Better Communication and Patient Flow Management Systems
Communication and collaboration tools are also making it easier for medical teams to provide wraparound care in the most complex cases. Doctors and nurses use tablet-based applications to access patients’ latest diagnostic details, treatment plans and test results all in a single interface. They upload notes in real time, which can immediately be accessed by other specialists working on the case. Team instant-messaging capabilities could be implemented to reduce delays and pass off information as shifts end. Team microsites could allow specific groups such as cardiology or pediatrics to access the latest forms and policies and receive second opinions on cases.
Another area where hospitals are investing to improve productivity is in patient-flow management. The Zebra system uses wristbands that communicate with beacons available to staff via a sensor. Staff can instantly access information about where a patient is on the hospital campus, how long specific patients have been waiting, and whether certain critical patients – like those in care for a time-sensitive heart condition – are still within their safe zone. Automatically having access to this information helps immediately prioritize the most important cases and keeps things moving in hospitals.

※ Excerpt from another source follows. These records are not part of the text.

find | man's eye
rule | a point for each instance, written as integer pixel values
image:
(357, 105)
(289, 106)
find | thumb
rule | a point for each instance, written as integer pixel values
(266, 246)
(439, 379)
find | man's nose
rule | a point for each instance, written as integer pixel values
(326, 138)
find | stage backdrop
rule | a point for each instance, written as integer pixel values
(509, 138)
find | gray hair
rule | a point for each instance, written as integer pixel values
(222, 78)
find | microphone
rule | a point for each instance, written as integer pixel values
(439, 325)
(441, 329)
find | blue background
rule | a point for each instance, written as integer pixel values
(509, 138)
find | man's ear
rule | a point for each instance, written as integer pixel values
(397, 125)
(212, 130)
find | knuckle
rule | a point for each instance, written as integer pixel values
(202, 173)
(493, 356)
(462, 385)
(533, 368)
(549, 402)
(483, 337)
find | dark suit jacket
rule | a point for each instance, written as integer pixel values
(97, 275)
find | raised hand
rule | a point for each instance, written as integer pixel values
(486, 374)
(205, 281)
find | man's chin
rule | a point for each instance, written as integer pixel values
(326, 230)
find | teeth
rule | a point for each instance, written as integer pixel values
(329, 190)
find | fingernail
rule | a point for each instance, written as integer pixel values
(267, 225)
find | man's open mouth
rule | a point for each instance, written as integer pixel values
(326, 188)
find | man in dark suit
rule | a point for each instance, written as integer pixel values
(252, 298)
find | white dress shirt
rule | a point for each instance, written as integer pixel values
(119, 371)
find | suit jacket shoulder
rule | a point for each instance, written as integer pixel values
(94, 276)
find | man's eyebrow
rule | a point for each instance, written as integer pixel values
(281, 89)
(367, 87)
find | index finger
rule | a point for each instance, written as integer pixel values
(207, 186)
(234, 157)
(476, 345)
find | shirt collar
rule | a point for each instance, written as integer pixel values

HIMSS also identified a new class of technologies that go one step beyond reporting and electronic health records. Using big data analytics and predictive capabilities, new technology suites are helping managers identify productivity roadblocks, look at department performance and identify ways to support optimum productivity by implementing tools. When hospital administrators have access to comprehensive productivity data, it’s possible to make data-driven decisions about where it’s best to invest.
Today, healthcare IT is one of the richest areas of innovation. New tools are changing the overall patient experience by helping practitioners improve the quality of care while getting more accomplished in less time. As a result, hospitals are preventing bottlenecks in processes, delivering better outcomes and empowering their teams to continue this productivity.